• Nicolas Werth - L'île aux cannibales

    Nicolas Werth - L'île aux cannibales

    Ceci n'est pas un roman d'horreur. C'est un récit historique qui retrace un des épisodes de la dékoulakisation qui a eu lieu en 1933 en Russie.

    On retouve des traces de Popper quand il dénonce l'historicisme, , Nicolas Werth a dû le lire d'ailleurs quand il dit: "Ces objectifs s'appuyaient sur la conviction que le nouvel État, parce qu'il était fondé sur la connaissance scientifique et la maîtrise des lois du développement historique des sociétés, était en mesure de modeler celles-ci, d'en exciser les éléments hostiles, parasites ou nuisibles "polluant" la nouvelle société socialiste en tain de s'édifier"

    Dans les années 30, Staline décide dans un mélange d'hygiénisme, de rééducation par le travail d'envoyer dans des territoires comme la Sibérie les "éléments contre-révolutionnaires, parasitiques et déclassés". une fois là-bas, ils devaient coloniser les lieux et devenir autonomes poru la gradeur de l'URSS.

    Dans une démarche de purification sociale, des rafles eurent lieu emportant aveuglément des personnes n'ayant rien à voir les uns avec les autres: koulaks, gens de passage dans les gares, déclassés, délinquants, personnes raflées par le principe de la passeportisation (les citadins devaient avoir leur passeport sinon ils étaient arrêtés). (En 1917, ce genre de papier d'identité était d'ailleurs rejeté, étant considéré comme un héritage du Tsar pour être réhabilité en 1928 pour mieux contrôler la population.) Qui plus est ces personnes étaient emmenées ainsi que leur famille.

    Ce livre montre aussi la bureaucratie délirante de l'URSS. Les ordres sont donnés, loin d'une quelconque évaluation, puis transmis vers les échelons inférieurs qui ne peuvent les critiquer.
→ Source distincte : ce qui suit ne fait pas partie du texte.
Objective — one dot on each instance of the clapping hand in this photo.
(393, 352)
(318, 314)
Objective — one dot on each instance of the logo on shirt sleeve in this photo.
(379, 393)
S'ensuivent des mouvements de zèle qui emballent les mouvements déplaçant des miliers d'hommes sans s'être assurés que les (petits) préparatifs sont effectivement en place. Les hommes sont réduits à des chiffres, chiffres à la hauteur de l'enjeu grandiose du stalinisme dont les bureaucrates sont les engrenages obéissants. Les matériels devant être mis à disposition de ces colons désignés sont négociés à la baisse.

    Et ces personnes vont donc être déplacées (beaucoup mourront dans les transports) en dépit de toute préparation dans des lieux inhabitables, laissés à eux-mêmes, sans four pour cuire le peu de farine qui leur est laissé. Les maladies se mêlent à tout cela. Des épisodes d'anthropophagie ont lieu sur le site de l'île de Nazila. Les morts se comptent par centaines de milliers (de faim, de froid, de maladie)...

    Ce qui est surprenant, c'est que dans cette société bureaucratique, les documents prouvent les dysfonctionnements. Les rapports sont nombreux, les traces également. Ce n'est pas caché, l'information circule même bientôt. les responsables sont plus ou moins châtiés mais ce qui en ressort, c'est que l'enjeu d'une société nouvelle dépasse les quelques dysfonctionnements. Ceux-ci sont minimisés. D'ailleurs, l'épuration sociale continuera sous d'autres formes jusqu'en 1937-38.

    C'est saisissant. C'est le premier livre que je lis sur les massacres perpétrés en URSS. L'épuration n'est pas ethnique mais sociale mais toujours professée au nom du bien du plus grand nombre.

    La langue est claire et l'essai très bien organisé.